Killing me will get you into jail

By now, I must have pissed off some open source supporter. Before I start getting bashing from the OSS supporters, allow me to speak that I too am one of you. I love to promote and support open source software. I even contribute to a open source framework on which this site (and most other projects by me) are created. I add features, and test others’ features, report bugs and am one of the lead contributors over there.

The 1 reason behind 5 reasons

Yes, Open Source software does allow you to just look into the source and modify and add features but that is not easy for any random person out there. It can take weeks, or even months to understand the project in the first place and then you must have the necessary domain knowledge to make those changes. Even if I got time to understand how GIMP has been created - I do not know anything worth a penny about graphics and I cannot create a new brush or a selection tool in GIMP.

If this is how it keeps going, Open Source software will never be as popular or friendly as proprietary ones. What needs to be done is an active involvement instead of preaching. Saying that LibreOffice rocks and MS Office sucks does not defy the fact that you cannot select your favorite color for your document title in LibreOffice easily enough. Instead of just promoting, we should start working because the only thing which can bring in involvement is quality which I do not find in many desktop applications running on Linux, sadly. The faster we find the fault, the faster we can solve it.

I have cited only 5 reasons.

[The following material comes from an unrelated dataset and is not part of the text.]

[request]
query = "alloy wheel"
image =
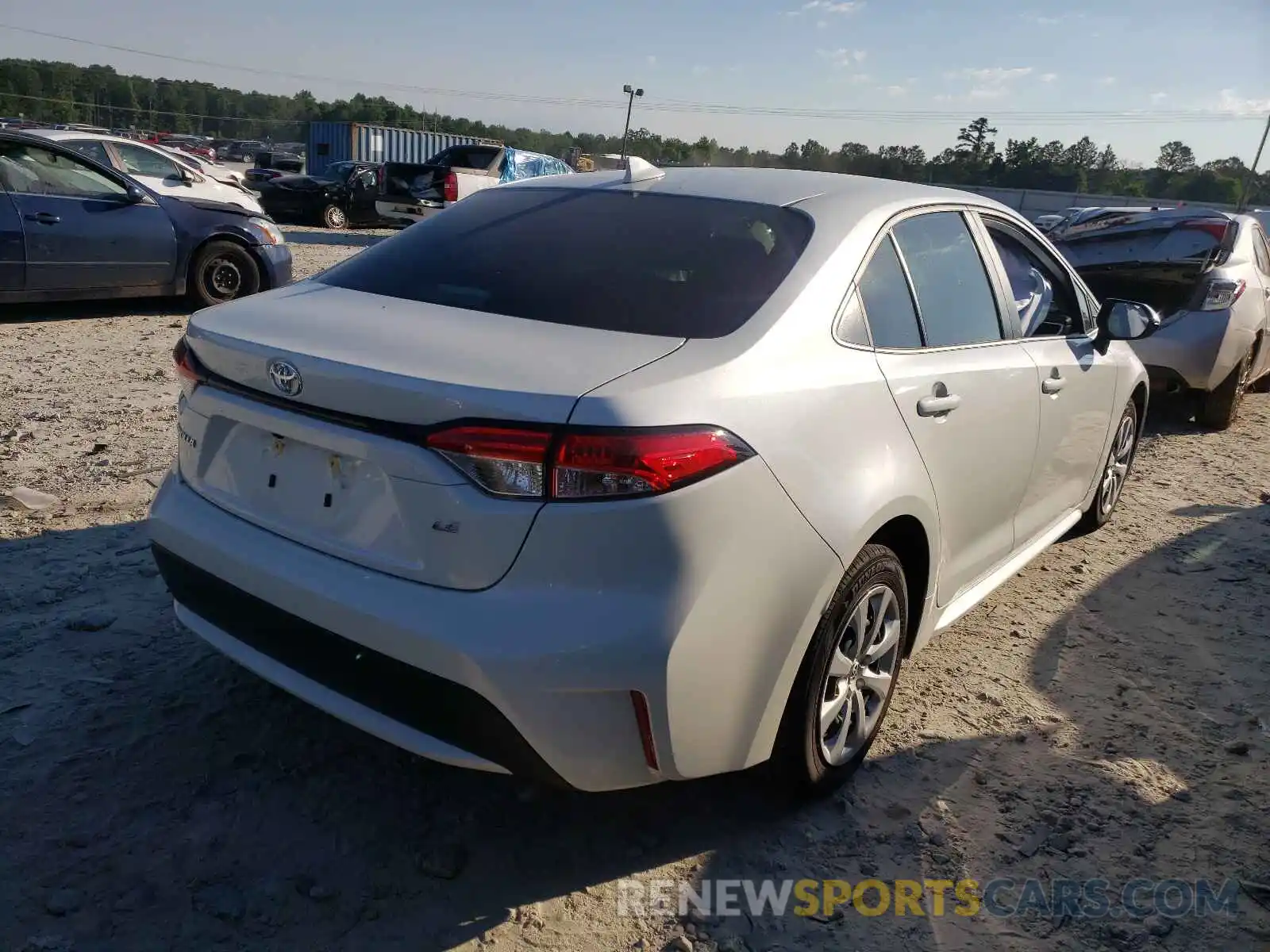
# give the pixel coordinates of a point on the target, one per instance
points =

There are many others reasons and many other software packages on Linux which prevent people from migrating to this awesome operating system. “Having no viruses” is not the only reason a person would be ready enough to switch/learn. People need to get the job done.

Pricing

A lot of arguments here have one counter-reaction which I believe comes naturally - OSS tools are free while others cost a bomb. Agreed. But not everyone pays to get those tools. There are a lot of people who think paying for software is funny and that piracy should be included in the list of fundamental rights for a computer user. There are people who keep two copy of windows so that they can keep reinstalling one of the copies to keep using the trial versions over and over again. Afterall 2.5 hours per month is cheaper than $700 anyway!

I do not endorse piracy but it is not just about the philosophy but reality and in reality there are places where cyber laws are not mature enough and piracy is rampant. OSS cannot penetrate there unless we, the developers raise the standards a little higher. Of course it is difficult with shortage of cash but it is hard-to-digest and yet, a truth.

EDIT/Note: A lot of people took this post as a bashing to open source tools thinking that I am trying to defame these tools. That was not the purpose because almot everything that I use is an OSS. This post was meant to highlight the reasons why new users shy away from the OSS tools not to say that they are impotent or stupid.